Two articles speak to the financial dilemmas facing county governments in the comng years as their workforces age. In Ocean City Today, Christine Cullen writes that while unfunded retirement benefits ended years ago for private employers, only now is the Governmental Accounting Standards Board requiring local governments to fund post-retirement insurance costs during the tenure of the employee. Thus, governments will have to set aside millions of dollars in segregated funds to cover the liability. Thus, for example, while Ocean City, Maryland, paid approximately $200,000 in retiree health benefits in 2003, and in 2005 the county paid close to $2 million, when the new system is in place, the city will pay $2 million annually, while the county would have to come up with $14 million, or nearly eight times the current amount.

Simiilarly, Bill Turque writes in The Washington Post about the job losses governments are facing. "Montgomery County estimates that 50% of its senior managers will be eligible for retirement by 2010. By next year, more than 70% of Fairfax's top officials will be able to leave and collect benefits." His story points out differences fro for public sector managers. For example, while private corporations have long used "succession planning" as a tool to groom executive talent, civil service regulations place sharp restrictions on designating heirs apparent. In addition, not only is the post-baby boom workforce smaller, but it also tends to hold government service in lower esteem than those who came of age in the 1960s and 1970s.

Source: "Health benefit costs could hit hard for governments" Ocean City Today (February 24, 2006)

Source: "Graying of Workforce Troubles County Governments"The Washington Post (February 26, 2006)

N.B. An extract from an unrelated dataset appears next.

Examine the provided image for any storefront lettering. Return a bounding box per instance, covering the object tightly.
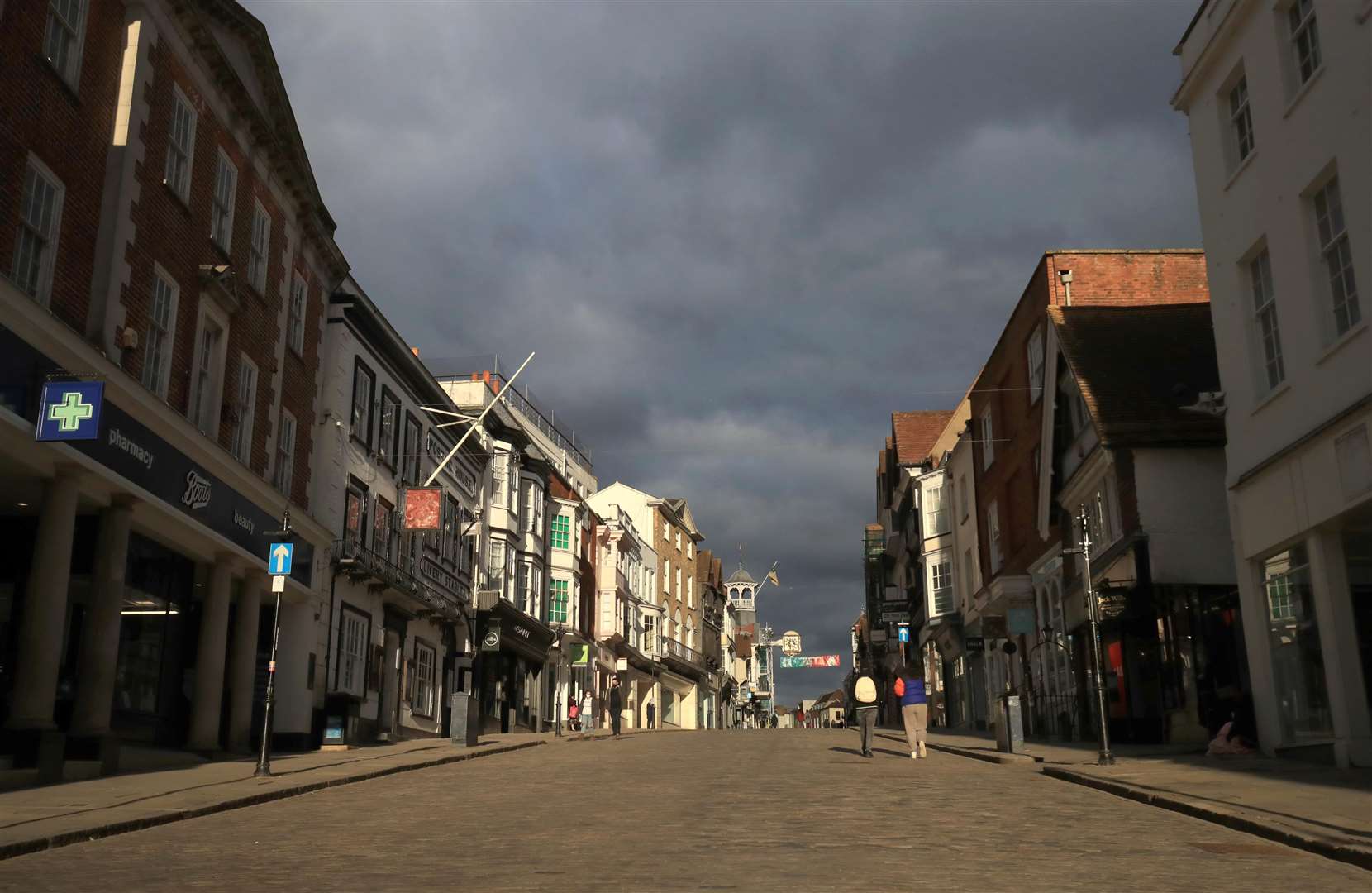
[181,472,210,509]
[110,427,154,472]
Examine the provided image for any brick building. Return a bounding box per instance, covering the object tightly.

Tuesday, February 21, 2006

Community College Uses Bond Issue To Secure Retiree Benefits

Writing for the Hayward, California The Daily Review, Michelle Maitre reports that Oakland's Peralta Community College District is the first in the nation to float a bond issue to cover the ever-increasing cost of retiree health benefits. "Like many districts, Peralta had promised to pay retiree health benefits for life," but funded those benefits on a "pay-as-you-go" basis. However, an aging workforce and rising health care costs are increasingly making that plan untenable.

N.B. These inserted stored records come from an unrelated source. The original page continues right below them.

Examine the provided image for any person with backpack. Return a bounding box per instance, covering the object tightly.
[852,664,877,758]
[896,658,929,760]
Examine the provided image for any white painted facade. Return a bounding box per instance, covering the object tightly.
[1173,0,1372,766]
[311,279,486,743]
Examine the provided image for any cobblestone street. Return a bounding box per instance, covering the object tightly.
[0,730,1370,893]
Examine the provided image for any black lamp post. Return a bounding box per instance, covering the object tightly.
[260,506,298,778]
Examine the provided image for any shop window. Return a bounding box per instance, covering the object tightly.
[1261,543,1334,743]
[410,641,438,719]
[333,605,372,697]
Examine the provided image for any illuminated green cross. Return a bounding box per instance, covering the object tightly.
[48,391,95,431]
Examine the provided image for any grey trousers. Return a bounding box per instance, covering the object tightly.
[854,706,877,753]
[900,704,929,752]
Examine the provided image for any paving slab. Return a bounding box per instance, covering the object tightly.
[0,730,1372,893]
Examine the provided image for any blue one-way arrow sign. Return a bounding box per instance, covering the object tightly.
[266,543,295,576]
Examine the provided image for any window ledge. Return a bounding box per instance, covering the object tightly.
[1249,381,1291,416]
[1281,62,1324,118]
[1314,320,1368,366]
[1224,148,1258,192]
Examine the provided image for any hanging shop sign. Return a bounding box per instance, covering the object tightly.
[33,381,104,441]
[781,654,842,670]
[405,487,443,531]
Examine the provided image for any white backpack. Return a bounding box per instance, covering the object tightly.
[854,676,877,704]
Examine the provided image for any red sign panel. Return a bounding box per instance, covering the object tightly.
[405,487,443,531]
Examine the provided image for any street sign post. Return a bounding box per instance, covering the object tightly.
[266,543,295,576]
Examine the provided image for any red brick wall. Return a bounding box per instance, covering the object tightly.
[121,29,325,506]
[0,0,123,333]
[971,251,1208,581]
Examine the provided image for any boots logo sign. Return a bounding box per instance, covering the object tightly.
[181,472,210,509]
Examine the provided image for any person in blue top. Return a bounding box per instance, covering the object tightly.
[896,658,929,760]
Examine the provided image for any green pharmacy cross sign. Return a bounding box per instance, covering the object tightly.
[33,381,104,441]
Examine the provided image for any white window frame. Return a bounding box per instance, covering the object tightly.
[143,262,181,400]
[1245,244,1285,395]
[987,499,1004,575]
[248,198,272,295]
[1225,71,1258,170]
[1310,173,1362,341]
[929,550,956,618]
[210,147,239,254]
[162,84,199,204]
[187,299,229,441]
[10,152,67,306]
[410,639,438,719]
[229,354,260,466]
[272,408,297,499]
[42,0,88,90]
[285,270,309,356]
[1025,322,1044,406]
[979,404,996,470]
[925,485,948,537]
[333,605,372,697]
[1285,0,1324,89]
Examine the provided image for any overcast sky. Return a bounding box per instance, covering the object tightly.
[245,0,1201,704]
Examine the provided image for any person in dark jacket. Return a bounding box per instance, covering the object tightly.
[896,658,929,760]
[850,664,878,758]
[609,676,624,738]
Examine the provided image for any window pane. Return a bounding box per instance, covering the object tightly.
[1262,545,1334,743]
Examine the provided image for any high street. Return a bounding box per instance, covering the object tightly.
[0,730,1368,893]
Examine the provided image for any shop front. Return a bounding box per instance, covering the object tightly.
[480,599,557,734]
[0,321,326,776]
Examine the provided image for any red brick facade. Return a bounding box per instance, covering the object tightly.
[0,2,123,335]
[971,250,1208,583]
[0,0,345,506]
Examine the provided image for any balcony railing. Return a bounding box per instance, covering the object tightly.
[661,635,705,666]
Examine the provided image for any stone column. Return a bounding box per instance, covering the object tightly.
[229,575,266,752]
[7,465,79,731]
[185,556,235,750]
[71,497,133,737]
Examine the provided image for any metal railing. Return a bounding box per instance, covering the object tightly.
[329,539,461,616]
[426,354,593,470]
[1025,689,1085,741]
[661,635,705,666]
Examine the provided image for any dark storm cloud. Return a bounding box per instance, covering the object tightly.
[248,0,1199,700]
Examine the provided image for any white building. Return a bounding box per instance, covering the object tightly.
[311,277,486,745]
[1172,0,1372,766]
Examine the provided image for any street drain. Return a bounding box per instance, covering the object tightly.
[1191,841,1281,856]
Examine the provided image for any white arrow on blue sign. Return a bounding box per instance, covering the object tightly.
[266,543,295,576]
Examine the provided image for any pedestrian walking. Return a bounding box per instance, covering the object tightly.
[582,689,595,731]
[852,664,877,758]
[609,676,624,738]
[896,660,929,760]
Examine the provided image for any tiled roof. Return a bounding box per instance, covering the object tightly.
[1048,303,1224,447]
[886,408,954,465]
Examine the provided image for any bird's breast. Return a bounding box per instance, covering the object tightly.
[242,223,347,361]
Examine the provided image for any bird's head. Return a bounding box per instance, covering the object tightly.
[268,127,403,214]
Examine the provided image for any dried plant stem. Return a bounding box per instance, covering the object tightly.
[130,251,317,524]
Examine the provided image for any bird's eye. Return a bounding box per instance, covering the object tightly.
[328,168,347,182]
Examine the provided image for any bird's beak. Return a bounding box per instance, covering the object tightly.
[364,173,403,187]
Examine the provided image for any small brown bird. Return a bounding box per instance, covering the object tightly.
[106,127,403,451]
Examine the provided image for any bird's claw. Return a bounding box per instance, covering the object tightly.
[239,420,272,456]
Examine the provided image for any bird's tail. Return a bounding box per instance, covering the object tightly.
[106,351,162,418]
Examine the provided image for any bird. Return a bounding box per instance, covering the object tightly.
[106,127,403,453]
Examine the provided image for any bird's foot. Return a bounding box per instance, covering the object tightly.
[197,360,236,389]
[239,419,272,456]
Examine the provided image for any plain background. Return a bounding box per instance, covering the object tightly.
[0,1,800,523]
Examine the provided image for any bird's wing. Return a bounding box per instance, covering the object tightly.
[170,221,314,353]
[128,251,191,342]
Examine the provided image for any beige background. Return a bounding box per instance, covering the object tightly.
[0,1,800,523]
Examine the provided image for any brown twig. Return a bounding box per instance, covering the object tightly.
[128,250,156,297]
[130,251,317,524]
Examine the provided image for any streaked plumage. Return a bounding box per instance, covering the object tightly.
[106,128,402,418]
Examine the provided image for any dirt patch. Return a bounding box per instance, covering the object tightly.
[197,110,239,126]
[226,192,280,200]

The bond money has been placed in an irrevocable trust that can be used for only two purposes: paying retiree medical benefits and retiring the bond debt. Peralta Chief Financial Officer Thomas Smith anticipates a 6% annual return over the 45-year term of the bond, enough to finance retiree health benefits and enable the district to repay its debt.

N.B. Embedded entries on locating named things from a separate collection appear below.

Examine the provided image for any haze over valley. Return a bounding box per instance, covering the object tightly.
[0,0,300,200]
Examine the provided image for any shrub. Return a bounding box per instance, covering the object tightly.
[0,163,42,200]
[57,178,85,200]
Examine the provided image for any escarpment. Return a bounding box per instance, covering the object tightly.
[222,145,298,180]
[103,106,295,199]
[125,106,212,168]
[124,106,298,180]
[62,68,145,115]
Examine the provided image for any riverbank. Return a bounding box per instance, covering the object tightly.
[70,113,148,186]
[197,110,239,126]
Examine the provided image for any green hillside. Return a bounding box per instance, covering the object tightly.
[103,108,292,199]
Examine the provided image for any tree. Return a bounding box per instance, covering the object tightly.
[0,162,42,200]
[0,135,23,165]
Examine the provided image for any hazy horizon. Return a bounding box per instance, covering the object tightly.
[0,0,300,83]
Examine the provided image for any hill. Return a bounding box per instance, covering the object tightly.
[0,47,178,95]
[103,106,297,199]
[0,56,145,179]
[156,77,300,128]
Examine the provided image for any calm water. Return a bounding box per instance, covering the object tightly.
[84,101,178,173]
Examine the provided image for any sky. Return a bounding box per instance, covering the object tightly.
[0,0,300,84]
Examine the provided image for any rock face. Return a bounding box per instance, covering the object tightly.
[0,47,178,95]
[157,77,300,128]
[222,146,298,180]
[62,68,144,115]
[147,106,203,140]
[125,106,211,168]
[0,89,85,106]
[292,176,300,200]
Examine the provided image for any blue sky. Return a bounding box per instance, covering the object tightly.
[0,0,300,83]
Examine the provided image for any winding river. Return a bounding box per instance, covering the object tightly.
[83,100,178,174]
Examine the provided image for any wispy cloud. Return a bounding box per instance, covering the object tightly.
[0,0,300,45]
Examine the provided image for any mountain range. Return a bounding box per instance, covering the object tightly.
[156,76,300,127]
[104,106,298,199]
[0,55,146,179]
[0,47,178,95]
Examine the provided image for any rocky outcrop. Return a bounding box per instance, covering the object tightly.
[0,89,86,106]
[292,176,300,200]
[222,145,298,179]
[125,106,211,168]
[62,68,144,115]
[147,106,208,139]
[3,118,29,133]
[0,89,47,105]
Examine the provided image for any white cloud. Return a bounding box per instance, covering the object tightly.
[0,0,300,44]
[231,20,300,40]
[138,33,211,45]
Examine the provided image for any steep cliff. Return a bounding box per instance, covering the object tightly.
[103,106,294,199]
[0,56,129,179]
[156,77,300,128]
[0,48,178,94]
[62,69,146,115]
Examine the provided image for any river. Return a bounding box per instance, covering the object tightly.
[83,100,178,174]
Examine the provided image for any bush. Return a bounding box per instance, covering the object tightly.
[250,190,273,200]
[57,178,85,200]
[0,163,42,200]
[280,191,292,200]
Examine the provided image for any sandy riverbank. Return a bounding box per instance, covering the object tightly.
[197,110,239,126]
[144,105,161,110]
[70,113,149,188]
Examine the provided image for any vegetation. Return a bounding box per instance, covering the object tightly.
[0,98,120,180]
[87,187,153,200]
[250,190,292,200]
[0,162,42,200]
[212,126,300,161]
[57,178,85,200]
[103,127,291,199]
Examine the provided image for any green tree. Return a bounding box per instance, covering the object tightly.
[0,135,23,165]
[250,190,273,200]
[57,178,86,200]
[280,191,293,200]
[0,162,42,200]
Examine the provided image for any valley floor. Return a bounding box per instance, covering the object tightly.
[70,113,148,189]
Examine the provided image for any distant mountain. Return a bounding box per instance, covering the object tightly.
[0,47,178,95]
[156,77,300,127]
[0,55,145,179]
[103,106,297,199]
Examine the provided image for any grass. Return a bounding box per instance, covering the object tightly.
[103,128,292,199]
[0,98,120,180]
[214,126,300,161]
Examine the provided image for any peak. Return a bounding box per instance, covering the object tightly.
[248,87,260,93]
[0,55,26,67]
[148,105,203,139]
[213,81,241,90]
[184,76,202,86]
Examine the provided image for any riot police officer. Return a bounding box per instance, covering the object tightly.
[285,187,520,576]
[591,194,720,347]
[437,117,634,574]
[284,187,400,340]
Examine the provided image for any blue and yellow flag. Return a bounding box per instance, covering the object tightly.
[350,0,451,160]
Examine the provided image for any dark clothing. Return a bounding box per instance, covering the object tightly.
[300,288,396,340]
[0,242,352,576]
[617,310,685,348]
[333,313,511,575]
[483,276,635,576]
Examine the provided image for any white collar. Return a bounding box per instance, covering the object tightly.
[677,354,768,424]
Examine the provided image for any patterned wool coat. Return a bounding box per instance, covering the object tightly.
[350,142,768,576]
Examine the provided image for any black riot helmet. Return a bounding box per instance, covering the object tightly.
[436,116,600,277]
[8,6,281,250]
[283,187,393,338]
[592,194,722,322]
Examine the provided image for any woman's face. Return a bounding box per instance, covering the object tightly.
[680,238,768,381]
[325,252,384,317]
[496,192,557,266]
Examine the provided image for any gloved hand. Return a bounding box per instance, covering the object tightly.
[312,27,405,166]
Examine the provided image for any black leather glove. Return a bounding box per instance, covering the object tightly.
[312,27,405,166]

Source: "Peralta innovates funding of benefits" The Daily Review (February 20, 2006)

Friday, February 25, 2005

Retiree Health Coverage Is a Sweetener Fewer Companies Are Willing To Offer.

In an article on retiree health benefits in CFO Human Capital, the first special issue of CFO Magazine dedicated to the topics of human capital management and employee benefits.discusses, Alan Nyberg concludes that "[c]onsidering the current lack of choices for maintaining retiree medical benefits, the real message may be that employers are doing their level best to live up to promises made to workers." According to Nyberg, an increasing number of corporations—-8 percent in 2004—-are eliminating retiree health benefits for new hires or current employees; ina addition, with respect to current retirees, 79 percent of companies in 2004 raised the portion of the premium they expect retirees to pay and 13% shifted the full cost of premiums onto retirees. However, he also reports on a couple bright spots. One, is the increasing viability of voluntary employee benefit associations (VEBAs) for employers with the means to prefund their obligations. The other is a newfound interest in health reimbursement arrangements for retirees, which allow employers to credit a discrete amount of money toward retiree medical benefits to individual employees over any length of time.